For compute-intensive tasks, you can use EC2 instances or AWS Batch with Brainlife datasets. Access the datasets directly from S3 using the AWS SDK or CLI commands in your processing scripts. For neuroimaging workflows, you can either develop custom applications or leverage Brainlife's pre-built pipelines that are compatible with cloud-based execution environments.

OME-Zarr on S3

OME-Zarr is a format for storing bioimaging data, often used in microscopy workflows. If you’re storing an OME-Zarr dataset in S3 (including Brainlife’s S3 buckets), you’ll find a directory structure containing various .z* files that specify metadata, multiscale images, and associated attributes.

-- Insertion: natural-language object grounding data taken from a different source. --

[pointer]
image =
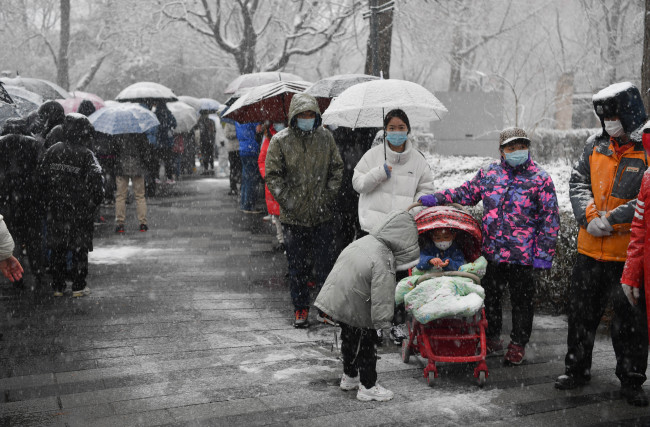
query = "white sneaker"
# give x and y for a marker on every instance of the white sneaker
(377, 393)
(82, 293)
(349, 383)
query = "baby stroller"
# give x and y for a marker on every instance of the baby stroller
(455, 340)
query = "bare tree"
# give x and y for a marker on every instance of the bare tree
(300, 28)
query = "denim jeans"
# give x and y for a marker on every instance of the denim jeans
(308, 248)
(251, 183)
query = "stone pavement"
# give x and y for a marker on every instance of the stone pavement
(190, 324)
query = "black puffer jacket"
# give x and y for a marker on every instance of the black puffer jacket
(19, 198)
(72, 184)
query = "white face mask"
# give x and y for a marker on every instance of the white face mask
(614, 128)
(444, 245)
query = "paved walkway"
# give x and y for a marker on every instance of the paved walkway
(189, 324)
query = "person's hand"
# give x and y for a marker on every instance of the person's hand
(428, 200)
(11, 269)
(437, 262)
(597, 228)
(631, 293)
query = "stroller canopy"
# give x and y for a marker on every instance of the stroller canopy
(469, 240)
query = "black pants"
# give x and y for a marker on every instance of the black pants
(79, 270)
(363, 362)
(520, 282)
(235, 169)
(594, 284)
(307, 248)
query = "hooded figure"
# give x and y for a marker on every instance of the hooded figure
(72, 184)
(50, 116)
(360, 294)
(303, 173)
(19, 195)
(603, 188)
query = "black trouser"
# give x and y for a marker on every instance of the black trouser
(79, 270)
(520, 282)
(235, 169)
(307, 247)
(594, 284)
(364, 361)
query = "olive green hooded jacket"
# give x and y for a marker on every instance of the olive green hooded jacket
(304, 169)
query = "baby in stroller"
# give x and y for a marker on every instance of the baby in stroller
(440, 252)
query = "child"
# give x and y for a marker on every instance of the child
(440, 252)
(360, 294)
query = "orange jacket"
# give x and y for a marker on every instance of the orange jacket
(604, 182)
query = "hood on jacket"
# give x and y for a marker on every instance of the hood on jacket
(622, 100)
(300, 103)
(50, 114)
(16, 127)
(399, 232)
(78, 130)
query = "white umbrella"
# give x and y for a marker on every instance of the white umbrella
(365, 104)
(143, 91)
(184, 114)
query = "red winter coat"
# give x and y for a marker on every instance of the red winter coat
(271, 205)
(637, 265)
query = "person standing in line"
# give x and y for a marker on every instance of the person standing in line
(72, 184)
(521, 222)
(132, 152)
(603, 188)
(303, 173)
(249, 151)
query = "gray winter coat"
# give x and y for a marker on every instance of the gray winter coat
(360, 289)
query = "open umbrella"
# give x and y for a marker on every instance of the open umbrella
(258, 79)
(266, 102)
(326, 89)
(184, 114)
(71, 105)
(25, 101)
(44, 88)
(123, 118)
(365, 104)
(143, 91)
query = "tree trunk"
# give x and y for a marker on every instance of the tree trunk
(564, 101)
(645, 67)
(62, 78)
(381, 33)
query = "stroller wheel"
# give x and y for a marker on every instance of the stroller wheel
(481, 379)
(431, 376)
(406, 351)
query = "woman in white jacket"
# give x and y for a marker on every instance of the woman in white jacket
(388, 177)
(393, 177)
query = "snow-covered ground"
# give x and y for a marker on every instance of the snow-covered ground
(452, 171)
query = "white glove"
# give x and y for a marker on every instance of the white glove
(597, 228)
(631, 293)
(605, 221)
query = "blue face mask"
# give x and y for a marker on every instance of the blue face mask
(305, 124)
(396, 138)
(516, 158)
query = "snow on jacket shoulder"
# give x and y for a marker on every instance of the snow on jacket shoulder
(637, 266)
(360, 289)
(410, 178)
(521, 219)
(602, 181)
(6, 242)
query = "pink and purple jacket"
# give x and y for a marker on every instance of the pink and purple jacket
(520, 212)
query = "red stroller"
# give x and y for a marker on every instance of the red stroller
(456, 340)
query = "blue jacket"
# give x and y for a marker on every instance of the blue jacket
(430, 251)
(248, 146)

Here’s an example of what an OME-Zarr layout might look like:

 1
 2
 3
 4
 5
 6
 7
 8
 9
10
11
12
13
OME-Zarr/
├── .zattrs               # Global attributes (JSON)
├── .zgroup               # Group metadata (JSON)
├── 0                     # Multiscale level 0 (highest resolution)
│   ├── .zarray           # Zarr array metadata (JSON)
│   ├── 0                 # Chunk file(s) containing raw data
│   ├── 1
│   └── 2
└── 1                     # Multiscale level 1
    ├── .zarray
    ├── 0
    ├── 1
    └── 2
  • .zattrs and .zgroup store high-level metadata about the dataset.
  • The numbered directories (0, 1, etc.) represent different resolutions or scales of the image data.
  • Each .zarray contains metadata for that specific resolution level.
  • The numbered files within each resolution directory (for example, 0, 1, 2) contain the actual chunked pixel data.

When working with OME-Zarr data on S3, you can use tools such as zarr-python or ome-zarr-py to read and write image data directly from the bucket.